Das überrascht. Agnes Genewein vom Kinderspital beider Basel kritisierte an dieser Stelle, dass es zu wenig kinderspezifische DRG’s gebe.Das ist richtig. Es mangelt an kinderspezifischen DRG’s. Und bei Fallpauschalen, die sowohl für Erwachsene wie für Kinder gelten, fehlt es oft an zusätzlichen Kindersplits und Untergruppierungen. Lungenentzündungen beispielsweise kommen bei Erwachsenen wie bei Kindern relativ häufig vor. Das DRG macht oft ungenügende Unterschiede, obschon die Behandlung bei Kindern im Schnitt aufwendiger ist.
Das DRG ist eben doch nicht das Gelbe vom Ei.Übers ganze gesehen ist das System mit Fallpauschalen flexibler und moderner als der Tarmed.

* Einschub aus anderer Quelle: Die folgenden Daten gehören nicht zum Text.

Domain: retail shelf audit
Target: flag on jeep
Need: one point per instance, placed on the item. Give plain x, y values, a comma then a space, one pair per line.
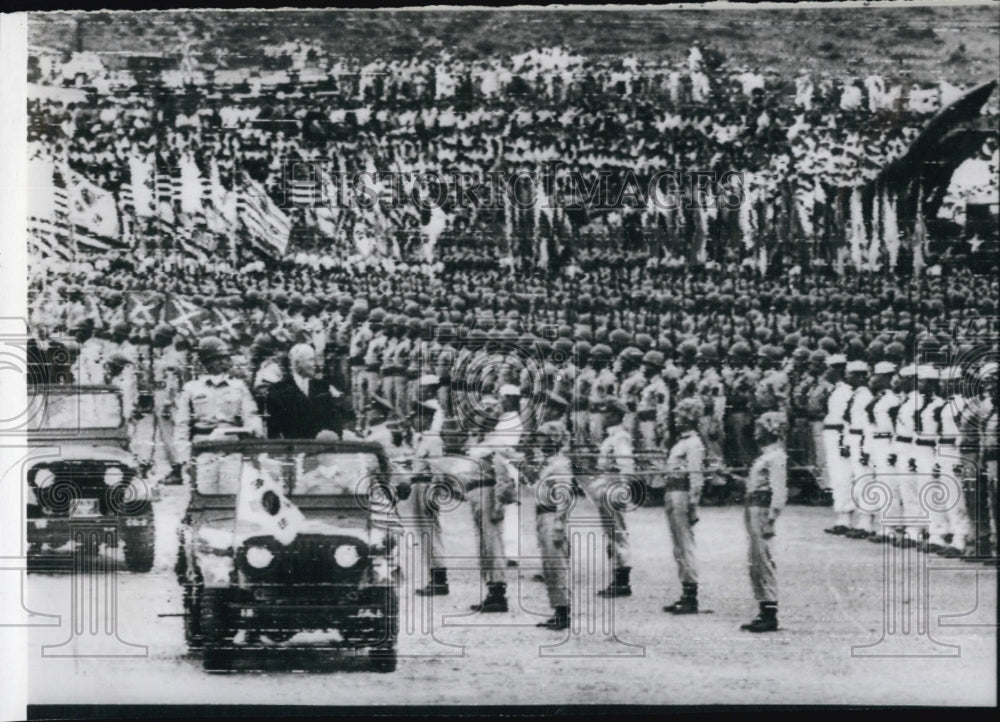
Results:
263, 508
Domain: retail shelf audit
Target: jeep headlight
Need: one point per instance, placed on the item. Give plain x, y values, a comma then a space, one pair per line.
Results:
113, 476
346, 555
259, 557
44, 479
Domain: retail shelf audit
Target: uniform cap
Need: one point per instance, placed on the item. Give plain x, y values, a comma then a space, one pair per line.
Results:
950, 373
616, 407
773, 422
926, 371
212, 347
554, 399
654, 358
690, 410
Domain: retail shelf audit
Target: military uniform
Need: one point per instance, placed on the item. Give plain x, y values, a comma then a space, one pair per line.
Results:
208, 403
882, 411
425, 500
949, 464
767, 491
553, 500
615, 461
496, 449
838, 464
856, 433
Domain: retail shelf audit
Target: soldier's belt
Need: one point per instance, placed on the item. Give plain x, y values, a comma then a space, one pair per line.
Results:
485, 483
677, 484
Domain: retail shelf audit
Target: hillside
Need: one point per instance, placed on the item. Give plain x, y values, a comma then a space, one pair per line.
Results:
922, 43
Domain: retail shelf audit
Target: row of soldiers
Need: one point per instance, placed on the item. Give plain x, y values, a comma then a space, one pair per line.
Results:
911, 454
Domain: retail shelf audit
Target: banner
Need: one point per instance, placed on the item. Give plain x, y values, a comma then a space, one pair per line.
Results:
266, 225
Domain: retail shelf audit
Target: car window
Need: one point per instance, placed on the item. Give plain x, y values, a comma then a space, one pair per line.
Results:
72, 412
337, 474
299, 474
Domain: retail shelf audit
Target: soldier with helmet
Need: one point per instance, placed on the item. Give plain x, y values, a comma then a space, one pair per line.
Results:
741, 381
170, 368
212, 402
602, 390
554, 496
358, 346
615, 463
767, 491
684, 480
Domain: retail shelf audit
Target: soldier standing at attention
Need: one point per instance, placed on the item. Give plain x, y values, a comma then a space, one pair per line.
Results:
767, 491
210, 402
816, 404
685, 477
553, 500
614, 460
838, 466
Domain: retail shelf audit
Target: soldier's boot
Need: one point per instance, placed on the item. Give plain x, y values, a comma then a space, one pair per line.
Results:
620, 586
766, 621
175, 476
496, 599
437, 586
688, 603
560, 620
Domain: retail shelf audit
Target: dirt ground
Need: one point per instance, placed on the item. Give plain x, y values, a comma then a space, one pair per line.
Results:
628, 652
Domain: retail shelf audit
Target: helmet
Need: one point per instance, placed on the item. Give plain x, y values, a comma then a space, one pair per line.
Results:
740, 350
688, 349
689, 410
601, 350
554, 432
708, 351
654, 358
164, 330
212, 347
774, 423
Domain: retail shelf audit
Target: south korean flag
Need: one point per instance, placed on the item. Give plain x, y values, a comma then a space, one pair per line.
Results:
263, 508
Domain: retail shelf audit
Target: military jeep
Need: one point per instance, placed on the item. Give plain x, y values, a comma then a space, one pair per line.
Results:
89, 480
290, 546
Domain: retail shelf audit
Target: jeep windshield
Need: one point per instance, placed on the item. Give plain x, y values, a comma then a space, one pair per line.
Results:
295, 475
54, 411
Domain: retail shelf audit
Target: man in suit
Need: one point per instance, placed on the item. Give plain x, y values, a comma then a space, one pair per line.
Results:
301, 405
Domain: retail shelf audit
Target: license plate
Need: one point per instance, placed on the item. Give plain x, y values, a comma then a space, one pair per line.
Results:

Der Tarmed ist ein Zeittarif und nicht primär für Spitäler gedacht. Deshalb schneiden Spitalambulatorien im Vergleich zu Privatpraxen deutlich schlechter ab. Die schwierigeren und zeitaufwendigen Fälle werden logischerweise ins Spital zugewiesen. Wir brauchen also mehr Zeit pro Patient. Dem wird der Tarmed nicht gerecht.